JSON blob vs 3NF child table  ·  front-office one-to-many data

Your question, verified against the live schema today: intake_questionnaire · pc.episode_questionnaire_answers · medications_catalog. Short answer: your instinct is right — but the fix isn't "always 3NF," it's a decision rule.

1 · WHAT WE ACTUALLY STORE  (not from memory — read the migrations just now)
Old intake form — flattened into JSON / TEXT
intake_questionnaire
  • JSONB[] allergies, current_medications, medical_conditions
  • TEXT surgical_history, family_history ← not even JSON, just a blob
New Patient Connect — went further
pc.episode_questionnaire_answers
  • ONE opaque answers_data JSONB for the whole form
  • By design: "backend NEVER interprets the answers"
...but normalized where it mattered
the instinct already exists in the code
  • cols blood_thinners + details + last_dose
  • int GIQuIC aspirin_nsaid / anticoag_tx
  • table medications_catalog (full formulary)
You're right that one-to-many is being squashed into JSON — and the codebase already half-agrees with you: the clinically-decisive things got promoted to real columns/tables. The rule was applied by gut, not consistently.
2 · WHY JSON GETS CHOSEN
  • Aggregate read/write — a questionnaire is loaded & saved as ONE document; you rarely query a single allergy at intake. JSON matches the aggregate boundary.
  • Snapshot fidelity — "what the patient attested to on this date" must freeze. A shared normalized table mutates underneath you.
  • Schema velocity — intake forms churn; add a field = code change, not a migration. (The SmartForms-from-JSON ethos.)
  • Clinical bright line — patient self-report must NOT be treated as structured clinical truth until a clinician reconciles it. Opaque storage is a feature here.
  • Wire-shape match — frontend owns the shape; fewer mapping layers.
3 · WHAT JSON COSTS YOU
  • Queryability — "which patients are on anticoagulants?" (the #1 GI bleeding-risk question) becomes a jsonb_path/GIN scan instead of an indexed FK join. Your readiness + bowel-prep engines need exactly this.
  • Referential integrity — a normalized med row FKs to medications_catalog (you already have it!). JSON can't — no coding, no CHECK, no NOT NULL.
  • Quality + billing — GIQuIC & CPT are "query structured clinical facts." Facts buried in JSON = every measure is a parse.
  • Partial update — editing one med = read-modify-write the whole blob → lost-update races.
  • The concrete gap: intake stores meds/allergies as JSON → nursing "confirms" them as a boolean only → a reconciled, queryable clinical list lands nowhere.
4 · THE RULE  not "always 3NF" — decide per field on access pattern + clinical weight
Keep as JSON / TEXT snapshot — when ALL hold
  • read & written only as a whole aggregate
  • never queried / aggregated by sub-field
  • never feeds billing, GIQuIC, or the med/prep engine
  • patient self-report, not yet clinician-reconciled
Promote to a 3NF child table — when ANY holds
  • you query across the sub-records
  • it FKs a coded catalog (meds, problems)

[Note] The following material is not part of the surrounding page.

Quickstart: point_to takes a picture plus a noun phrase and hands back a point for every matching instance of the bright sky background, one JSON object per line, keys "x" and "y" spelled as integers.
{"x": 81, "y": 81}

  • it drives a clinical decision (anticoagulants, allergies)
  • it feeds quality / billing / analytics
  • sub-records edit independently
SNAPSHOT (keep)
patient's blob as JSON — immutable record of what they said. Respects the bright line, survives form churn.
PROJECTION (add)  ← the recommended best-of-both
at the clinician-reconciliation step, project the 3-4 decisive facts into normalized child tables (meds → FK medications_catalog, allergies, anticoagulation) = what's true & queryable.
5 · SHOULD WE CODIFY IT?  your actual question
✗ A blanket "always 3NF for data-entry tables" instruction — too crude. It fights the PC bright line, the SmartForms-from-JSON model, and over-normalizes pure snapshots. It would make the code worse in real cases.
✓ Codify the decision rule above — yes. Put it in the pact-writer / createspec data-modeling checklist + one line in backend CLAUDE.md, so every new clinical table gets the question asked before a migration is written.
// data-modeling rule (proposed drop-in)
One-to-many clinical data defaults to a normalized child table.
A JSON column is allowed only when the data is read/written solely as a whole
aggregate AND never queried by sub-field AND never feeds billing / GIQuIC / the med-or-prep engines.
Clinically-decisive facts (medications, allergies, anticoagulation) are always normalized;
a JSON snapshot may sit alongside for point-in-time fidelity, but is not the source of truth.
My honest take: the win isn't ripping out JSON — it's adding the projection layer for the 3-4 facts the engines actually query. Anticoagulation is already half-promoted; finishing that one pattern (meds + allergies → child tables FK'd to the catalog) buys you the readiness engine, GIQuIC, and bleeding-risk queries with almost no downside. The rest of the questionnaire can stay a snapshot.